Julia Szmit i Hanna Dzik wywalczyły złote medale w klasie 420, a Aleksandra Melzacka z Mają Micińską zdobyły srebrne krążki w klasie 29er na żeglarskich mistrzostwach świata juniorów ISAF w Auckland w Nowej Zelandii.

We wtorek odbyły się ostatnie wyścigi i każda klasa miała przeprowadzony tylko jeden. Pierwsi zawodnicy wystartowali około godziny 10:00 czasu miejscowego. W Polsce był to jeszcze poniedziałek, godzina 22:00.

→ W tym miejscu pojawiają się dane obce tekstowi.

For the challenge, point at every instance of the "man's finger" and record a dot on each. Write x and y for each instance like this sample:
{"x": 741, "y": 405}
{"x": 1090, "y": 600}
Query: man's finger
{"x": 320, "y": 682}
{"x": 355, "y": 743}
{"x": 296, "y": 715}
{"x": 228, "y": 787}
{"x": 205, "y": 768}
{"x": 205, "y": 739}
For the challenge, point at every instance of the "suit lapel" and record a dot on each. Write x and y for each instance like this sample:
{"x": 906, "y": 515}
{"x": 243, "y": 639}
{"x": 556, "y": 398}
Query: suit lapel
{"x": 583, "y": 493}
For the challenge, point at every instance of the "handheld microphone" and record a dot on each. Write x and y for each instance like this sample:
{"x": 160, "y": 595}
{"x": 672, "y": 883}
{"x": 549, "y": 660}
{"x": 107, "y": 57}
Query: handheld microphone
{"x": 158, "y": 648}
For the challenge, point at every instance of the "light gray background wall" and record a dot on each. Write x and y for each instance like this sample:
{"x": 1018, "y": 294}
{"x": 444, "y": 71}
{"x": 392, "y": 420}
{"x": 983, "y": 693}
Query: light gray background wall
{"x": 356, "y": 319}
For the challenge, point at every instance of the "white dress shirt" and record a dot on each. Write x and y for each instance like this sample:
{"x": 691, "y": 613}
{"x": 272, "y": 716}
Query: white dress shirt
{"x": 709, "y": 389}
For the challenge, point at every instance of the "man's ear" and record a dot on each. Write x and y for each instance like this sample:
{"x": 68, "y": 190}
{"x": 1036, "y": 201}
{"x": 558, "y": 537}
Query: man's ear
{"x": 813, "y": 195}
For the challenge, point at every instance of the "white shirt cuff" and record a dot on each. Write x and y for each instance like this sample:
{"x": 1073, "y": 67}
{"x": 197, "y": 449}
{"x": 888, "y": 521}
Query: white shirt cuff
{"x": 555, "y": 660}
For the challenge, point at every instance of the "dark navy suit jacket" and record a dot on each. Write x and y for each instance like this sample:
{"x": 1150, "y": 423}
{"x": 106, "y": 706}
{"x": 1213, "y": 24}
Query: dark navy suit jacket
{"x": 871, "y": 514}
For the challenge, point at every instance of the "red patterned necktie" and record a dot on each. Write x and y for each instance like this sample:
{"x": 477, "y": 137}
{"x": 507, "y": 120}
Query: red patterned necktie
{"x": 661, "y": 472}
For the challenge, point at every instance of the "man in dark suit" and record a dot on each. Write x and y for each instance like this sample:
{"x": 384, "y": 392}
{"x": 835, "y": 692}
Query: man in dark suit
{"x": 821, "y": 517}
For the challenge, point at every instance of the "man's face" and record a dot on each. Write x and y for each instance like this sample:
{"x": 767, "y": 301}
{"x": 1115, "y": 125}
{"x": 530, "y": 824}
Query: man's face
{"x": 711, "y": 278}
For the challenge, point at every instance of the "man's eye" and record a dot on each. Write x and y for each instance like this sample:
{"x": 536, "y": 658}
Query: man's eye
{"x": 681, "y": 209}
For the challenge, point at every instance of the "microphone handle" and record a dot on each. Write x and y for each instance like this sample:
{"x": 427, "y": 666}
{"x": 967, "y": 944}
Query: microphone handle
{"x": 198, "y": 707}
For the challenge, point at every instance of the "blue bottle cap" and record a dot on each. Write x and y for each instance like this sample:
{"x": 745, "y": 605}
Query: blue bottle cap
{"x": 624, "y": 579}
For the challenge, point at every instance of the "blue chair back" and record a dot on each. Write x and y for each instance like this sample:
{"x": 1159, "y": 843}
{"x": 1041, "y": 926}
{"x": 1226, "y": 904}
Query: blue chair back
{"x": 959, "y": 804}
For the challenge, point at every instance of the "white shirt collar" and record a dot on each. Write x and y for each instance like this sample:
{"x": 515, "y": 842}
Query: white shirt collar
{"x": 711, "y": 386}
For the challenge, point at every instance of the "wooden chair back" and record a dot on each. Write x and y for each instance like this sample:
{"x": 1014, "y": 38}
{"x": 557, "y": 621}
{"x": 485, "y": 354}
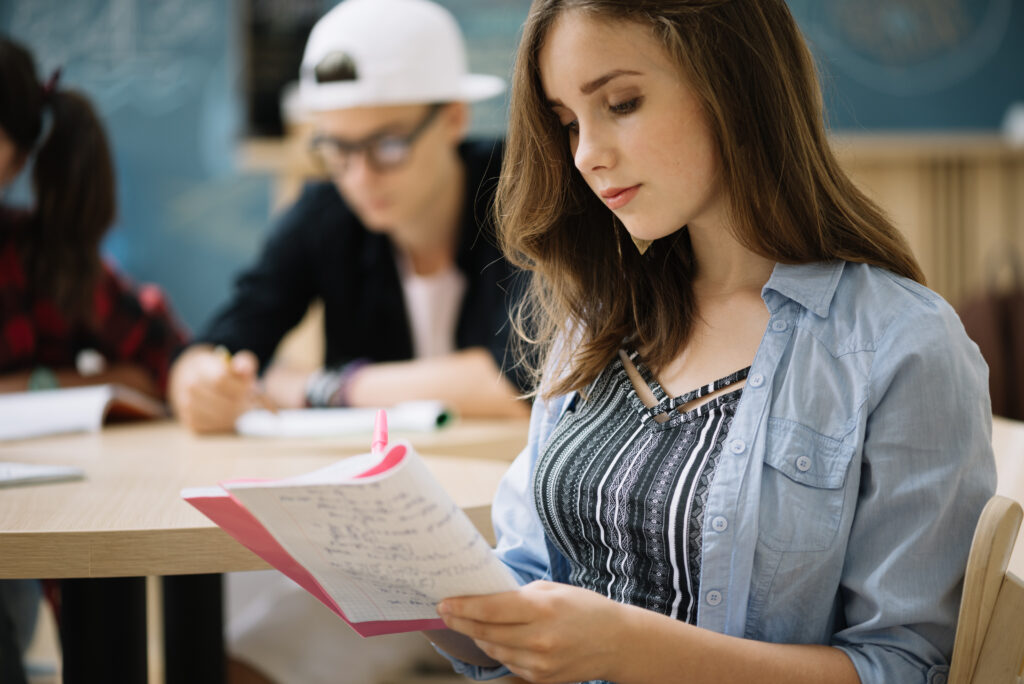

Największy sukces z polskiej ekipy odniosły Julia Szmit i Hanna Dzik (MBSW/UKŻR Giżycko/YKP Gdynia) w klasie 420, które obroniły tytuł mistrzyń świata, zdobyty przed rokiem. Pewne po poniedziałkowym ściganiu było to, że reprezentantki Volvo Yotuh Sailing Team Poland nie spadną już z podium, ponieważ czwarta załoga traciła do nich szesnaście punktów, a do końca regat pozostawał jeden wyścig w którym nasze zawodniczki w najgorszym wypadku mogły stracić tylko piętnaście "oczek". Polki pokazały w ostatnim starcie, że potrafią dobrze pływać również pod presją i zajęły drugie miejsce, zapewniające im końcowy triumf. Drugą pozycję utrzymały Włoszki Alexandra Stalder i Silvia Speri, a trzecią lokatę zajęły Violette Dorange i Camille Orion z Francji. Julia i Hanna mają za sobą bardzo dobry rok, bo w lipcu zdobyły również złote medale w swojej kategorii wiekowej na mistrzostwach świata w San Remo we Włoszech, które były organizowane tylko dla klasy 420, a we wrześniu po raz kolejny zostały mistrzyniami Polski.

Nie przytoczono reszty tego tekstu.